No processo, são réus os deputados Josimar Maranhãozinho (PL-MA) e Pastor Gil (PL-MA), além do suplente Bosco Costa (PL-SE).

De acordo com a Procuradoria-Geral da República (PGR), os acusados teriam cobrado propina em troca da liberação de emendas parlamentares. Além dos parlamentares, outras cinco pessoas ligadas ao grupo também respondem à ação penal e serão julgadas no mesmo processo.

Segundo a acusação, entre janeiro e agosto de 2020, os investigados solicitaram vantagem indevida de R$ 1,6 milhão para liberar cerca de R$ 6,6 milhões em emendas destinadas ao município de São José de Ribamar, no Maranhão.

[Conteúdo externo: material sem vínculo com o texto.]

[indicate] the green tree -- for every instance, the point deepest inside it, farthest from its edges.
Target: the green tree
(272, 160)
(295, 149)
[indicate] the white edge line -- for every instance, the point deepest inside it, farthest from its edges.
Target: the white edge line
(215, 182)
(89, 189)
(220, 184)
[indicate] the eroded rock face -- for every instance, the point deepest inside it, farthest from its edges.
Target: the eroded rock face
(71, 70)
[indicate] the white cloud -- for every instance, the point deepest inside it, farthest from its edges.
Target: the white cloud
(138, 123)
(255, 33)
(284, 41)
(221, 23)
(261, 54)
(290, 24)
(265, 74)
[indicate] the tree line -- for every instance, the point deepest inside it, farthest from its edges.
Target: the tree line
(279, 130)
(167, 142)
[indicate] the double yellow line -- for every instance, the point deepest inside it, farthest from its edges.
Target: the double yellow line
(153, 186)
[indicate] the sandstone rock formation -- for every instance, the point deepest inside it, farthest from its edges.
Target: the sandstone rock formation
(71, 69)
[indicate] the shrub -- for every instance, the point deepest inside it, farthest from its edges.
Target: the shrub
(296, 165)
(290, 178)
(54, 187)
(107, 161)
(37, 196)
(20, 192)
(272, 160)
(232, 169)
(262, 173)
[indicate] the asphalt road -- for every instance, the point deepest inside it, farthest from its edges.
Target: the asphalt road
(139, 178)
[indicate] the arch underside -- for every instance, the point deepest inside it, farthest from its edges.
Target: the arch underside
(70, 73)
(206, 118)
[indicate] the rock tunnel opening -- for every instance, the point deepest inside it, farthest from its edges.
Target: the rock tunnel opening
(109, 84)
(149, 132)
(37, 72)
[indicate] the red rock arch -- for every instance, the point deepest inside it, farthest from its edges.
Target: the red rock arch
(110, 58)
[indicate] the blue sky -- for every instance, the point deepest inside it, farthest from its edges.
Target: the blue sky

O caso é relatado pelo ministro Cristiano Zanin. Também integram a Primeira Turma os ministros Flávio Dino, Alexandre de Moraes e Cármen Lúcia.

Além da sessão desta manhã, o STF agendou outras duas reuniões para análise do caso, previstas para esta tarde e para a manhã de quarta-feira (11).

Durante a tramitação do processo, a defesa de Josimar Maranhãozinho afirmou ao Supremo que as acusações apresentadas pela PGR seriam “frágeis e desfundamentadas”.

Os advogados de Bosco Costa pediram a rejeição da denúncia por falta de provas. Segundo a defesa, a acusação estaria baseada em “diálogos de terceiros e anotações manuscritas desconhecidas de Bosco”.

Já a defesa de Pastor Gil questionou a legalidade das provas obtidas na investigação. Os advogados sustentam que o caso deveria ter começado diretamente no STF, e não na Justiça Federal do Maranhão, além de alegarem que a denúncia se baseia em “hipóteses e conjecturas”.